Micron Sales Forecast Meets Estimates; TI to Buy Utah Chip Plant
(Bloomberg) — Micron Technology Inc., the largest U.S. maker of memory chips, gave a revenue forecast the current quarter that was in line with analysts’ projections, indicating solid demand for semiconductors that store data in computers and phones.Sales will be about $8.2 billion in the period ending in August, Micron said Wednesday in a statement. That compares with analysts’ average estimate of $7.85 billion, according to data compiled by Bloomberg. Profit, excluding certain items, will be about $2.30 a share, the Boise, Idaho-based company said. Analysts projected $2.17.
The chipmaker also said it’s selling its Lehi, Utah, plant to Texas Instruments Inc. The previously announced sale of the memory-chip manufacturing site, a former joint venture with Intel Corp., will bring in $900 million in cash and about $600 million in value from assets including equipment, Micron said.
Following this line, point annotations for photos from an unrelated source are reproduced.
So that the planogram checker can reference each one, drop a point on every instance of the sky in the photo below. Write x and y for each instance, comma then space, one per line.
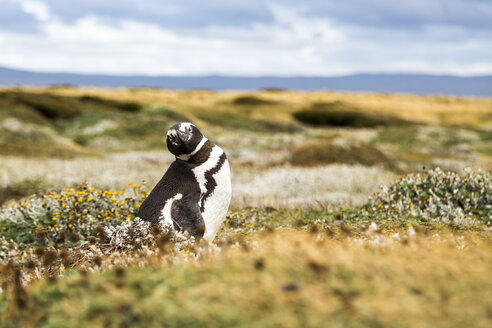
247, 37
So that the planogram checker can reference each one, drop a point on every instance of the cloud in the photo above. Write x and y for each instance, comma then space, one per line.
177, 13
247, 37
14, 18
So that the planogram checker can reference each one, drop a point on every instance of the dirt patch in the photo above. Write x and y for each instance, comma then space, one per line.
339, 150
252, 101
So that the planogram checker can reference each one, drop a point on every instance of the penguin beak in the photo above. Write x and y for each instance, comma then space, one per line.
183, 135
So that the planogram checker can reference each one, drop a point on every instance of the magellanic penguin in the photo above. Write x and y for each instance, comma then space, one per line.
194, 193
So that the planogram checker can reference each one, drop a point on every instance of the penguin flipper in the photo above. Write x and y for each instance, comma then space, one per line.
186, 215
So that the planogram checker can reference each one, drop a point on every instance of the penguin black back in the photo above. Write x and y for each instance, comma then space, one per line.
179, 196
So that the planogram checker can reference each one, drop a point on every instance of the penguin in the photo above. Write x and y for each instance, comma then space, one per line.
195, 192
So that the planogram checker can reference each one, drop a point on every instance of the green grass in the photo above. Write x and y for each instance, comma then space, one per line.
345, 115
293, 280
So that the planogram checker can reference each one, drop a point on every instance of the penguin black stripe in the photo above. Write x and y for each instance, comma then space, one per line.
210, 183
195, 192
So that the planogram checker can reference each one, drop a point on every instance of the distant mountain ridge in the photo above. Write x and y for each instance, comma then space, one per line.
480, 86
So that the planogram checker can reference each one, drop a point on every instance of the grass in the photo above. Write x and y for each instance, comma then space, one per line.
339, 150
292, 279
301, 245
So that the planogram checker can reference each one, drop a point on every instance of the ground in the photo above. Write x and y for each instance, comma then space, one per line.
347, 210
Under Chief Executive Officer Sanjay Mehrotra, Micron is trying to break with past cycles of boom and bust, in which surges in revenue have rapidly heralded slumps that often caused losses. Mehrotra has said his company will become more profitable and predictable in line with the rise of novel uses for memory chips and new products that are more than easily interchangeable commodities.Micron’s shares have lagged behind an overall run-up on chip stocks this year. Some investors are concerned that a spike in orders for laptops needed for work and study at home during the pandemic will slow as people return to offices. There is also unease that smartphone makers in China have growing unused stockpiles of components. Micron’s leaders had maintained that they don’t see any slowdown in demand and that customers are not ordering more than they need to accumulate inventory.
The stock was little changed in extended trading following the announcement. It had earlier closed up 2.5% at $84.98 in regular New York trading, leaving it up 13% this year compared with a 20% advance by the Philadelphia Stock Exchange Semiconductor Index.
Prices of dynamic random access memory, or DRAM, have risen amid shortages caused by limited investment in new production by Micron and its rivals over the last two years. Micron has warned that its competition’s spending on manufacturing capacity for Nand flash, another type of storage chip, would likely cause a glut later this year if continued.
In the three months ended June 3, Micron posted revenue of $7.4 billion, up 36% from a year earlier. Net income was $1.74 billion, or $1.52 a share.
Micron competes with South Korea’s Samsung Electronics Co., SK Hynix Inc. and Japan’s Kioxia Holdings Corp. in a memory chip market that has consolidated over the past decade. Samsung dominates production of both major types of chips, making it the world’s second-largest overall chipmaker behind Intel. DRAM chips hold data temporarily, helping processors crunch data. Nand flash memory acts as permanent storage in phones and computers.